Léa Salamé pourrait ne jamais revenir au 20 Heures avant la présidentielle
Attendue à la présentation du « 20 Heures » de France 2 dès lundi prochain, Léa Salamé pourrait finalement ne pas retrouver son fauteuil. En cause : la candidature à la présidentielle de son compagnon Raphaël Glucksmann, dont l'annonce pourrait intervenir dans les prochains jours.
Publié par Harrison du Bus
Résumé de l'article
Léa Salamé pourrait ne pas reprendre le 20 Heures de France 2 lundi. La candidature présidentielle de Raphaël Glucksmann pourrait précipiter son retrait.
Léa Salamé a-t-elle présenté, sans le savoir, son dernier « 20 Heures » de France 2 avant l'élection présidentielle de 2027 ? Alors que la journaliste doit théoriquement reprendre les commandes du journal lundi 24 août après la pause estivale, son retour apparaît désormais très incertain.
« Rien n'est tranché, mais le retour de Léa Salamé lundi me paraît très compliqué », confie ainsi un cadre de France Télévisions cité par TV Magazine.
En cause, non pas les audiences de la journaliste, mais une situation politique devenue difficilement tenable : son compagnon, Raphaël Glucksmann, pourrait prochainement officialiser sa candidature à l'élection présidentielle de 2027.
Glucksmann pourrait se déclarer candidat dès la semaine prochaine
Léa Salamé avait elle-même fixé la règle. Interrogée à plusieurs reprises sur l'hypothèse d'une candidature du dirigeant de Place publique, elle avait annoncé qu'elle quitterait immédiatement la présentation du journal télévisé afin d'éviter tout conflit d'intérêts. Or, cette hypothèse se rapproche rapidement.
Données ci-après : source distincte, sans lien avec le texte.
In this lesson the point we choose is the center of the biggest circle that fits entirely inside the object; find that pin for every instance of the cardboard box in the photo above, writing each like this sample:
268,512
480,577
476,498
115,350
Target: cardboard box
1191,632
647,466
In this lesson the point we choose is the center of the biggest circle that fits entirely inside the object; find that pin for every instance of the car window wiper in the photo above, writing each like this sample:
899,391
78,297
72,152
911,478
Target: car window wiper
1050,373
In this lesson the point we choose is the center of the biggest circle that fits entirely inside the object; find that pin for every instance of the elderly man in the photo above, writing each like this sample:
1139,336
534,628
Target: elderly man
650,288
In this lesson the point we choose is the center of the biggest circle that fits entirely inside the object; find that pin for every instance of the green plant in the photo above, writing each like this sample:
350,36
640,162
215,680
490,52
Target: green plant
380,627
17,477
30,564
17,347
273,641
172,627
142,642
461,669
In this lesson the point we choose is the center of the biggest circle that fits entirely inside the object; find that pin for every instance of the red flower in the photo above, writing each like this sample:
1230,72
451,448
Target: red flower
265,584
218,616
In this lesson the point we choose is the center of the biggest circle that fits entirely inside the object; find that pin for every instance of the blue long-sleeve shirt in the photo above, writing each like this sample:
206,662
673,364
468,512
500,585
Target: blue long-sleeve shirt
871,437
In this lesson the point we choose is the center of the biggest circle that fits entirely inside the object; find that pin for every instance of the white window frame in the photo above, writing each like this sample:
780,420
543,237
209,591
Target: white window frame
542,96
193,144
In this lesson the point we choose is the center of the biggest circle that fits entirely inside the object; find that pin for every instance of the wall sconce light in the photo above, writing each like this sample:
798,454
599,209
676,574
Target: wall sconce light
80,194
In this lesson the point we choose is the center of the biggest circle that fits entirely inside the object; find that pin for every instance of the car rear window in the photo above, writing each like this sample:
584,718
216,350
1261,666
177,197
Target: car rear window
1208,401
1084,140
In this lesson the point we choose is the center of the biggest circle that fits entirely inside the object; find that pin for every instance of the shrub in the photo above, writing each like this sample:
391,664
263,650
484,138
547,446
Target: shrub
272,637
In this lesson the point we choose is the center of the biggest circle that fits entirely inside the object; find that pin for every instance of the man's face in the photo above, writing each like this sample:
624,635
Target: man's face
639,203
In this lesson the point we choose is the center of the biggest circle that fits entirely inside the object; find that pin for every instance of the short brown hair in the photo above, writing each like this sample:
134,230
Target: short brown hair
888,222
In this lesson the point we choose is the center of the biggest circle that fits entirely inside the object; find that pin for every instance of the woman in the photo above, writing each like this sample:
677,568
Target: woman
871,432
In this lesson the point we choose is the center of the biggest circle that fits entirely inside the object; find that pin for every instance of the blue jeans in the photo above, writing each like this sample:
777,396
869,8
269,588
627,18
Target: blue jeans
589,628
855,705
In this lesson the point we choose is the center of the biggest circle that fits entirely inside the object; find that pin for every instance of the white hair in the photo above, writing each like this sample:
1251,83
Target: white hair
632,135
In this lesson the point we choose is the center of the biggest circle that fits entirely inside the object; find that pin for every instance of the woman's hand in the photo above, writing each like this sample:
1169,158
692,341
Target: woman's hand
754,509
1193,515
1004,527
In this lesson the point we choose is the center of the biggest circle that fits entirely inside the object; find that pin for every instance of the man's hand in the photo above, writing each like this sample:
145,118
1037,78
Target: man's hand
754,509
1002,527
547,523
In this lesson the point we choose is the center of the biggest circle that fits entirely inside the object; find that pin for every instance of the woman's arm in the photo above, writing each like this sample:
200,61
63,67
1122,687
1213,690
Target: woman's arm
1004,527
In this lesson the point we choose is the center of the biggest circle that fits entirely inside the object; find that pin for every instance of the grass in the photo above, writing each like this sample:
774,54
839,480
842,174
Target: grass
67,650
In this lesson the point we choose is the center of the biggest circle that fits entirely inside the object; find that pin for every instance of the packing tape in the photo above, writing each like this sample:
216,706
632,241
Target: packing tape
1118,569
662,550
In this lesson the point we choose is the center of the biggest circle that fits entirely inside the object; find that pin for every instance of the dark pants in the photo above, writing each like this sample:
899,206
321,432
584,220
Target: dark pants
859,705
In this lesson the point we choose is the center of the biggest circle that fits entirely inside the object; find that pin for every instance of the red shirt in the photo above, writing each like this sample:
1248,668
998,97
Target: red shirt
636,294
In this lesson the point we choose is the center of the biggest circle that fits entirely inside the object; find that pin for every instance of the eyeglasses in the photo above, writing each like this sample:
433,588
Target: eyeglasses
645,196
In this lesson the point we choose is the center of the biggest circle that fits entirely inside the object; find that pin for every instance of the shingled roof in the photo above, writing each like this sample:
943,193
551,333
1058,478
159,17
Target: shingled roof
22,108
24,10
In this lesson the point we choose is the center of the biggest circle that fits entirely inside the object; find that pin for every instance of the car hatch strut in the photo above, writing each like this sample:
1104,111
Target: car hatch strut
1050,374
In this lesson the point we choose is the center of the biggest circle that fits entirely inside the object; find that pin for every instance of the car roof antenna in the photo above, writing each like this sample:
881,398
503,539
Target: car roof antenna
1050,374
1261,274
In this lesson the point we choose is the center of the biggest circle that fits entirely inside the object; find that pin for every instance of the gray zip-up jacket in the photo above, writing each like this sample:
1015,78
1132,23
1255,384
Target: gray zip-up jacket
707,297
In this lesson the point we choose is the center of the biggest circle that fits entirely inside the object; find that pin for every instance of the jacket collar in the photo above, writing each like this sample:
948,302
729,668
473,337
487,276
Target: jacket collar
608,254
Selon l'entourage de Raphaël Glucksmann cité par Le Parisien, les discussions se poursuivent notamment autour des conditions d'organisation de la primaire. « La date n'est pas arrêtée. Les discussions sont en cours sur les conditions d'organisation de la primaire. Nous y verrons plus clair à la fin du mois », explique un proche de l'eurodéputé.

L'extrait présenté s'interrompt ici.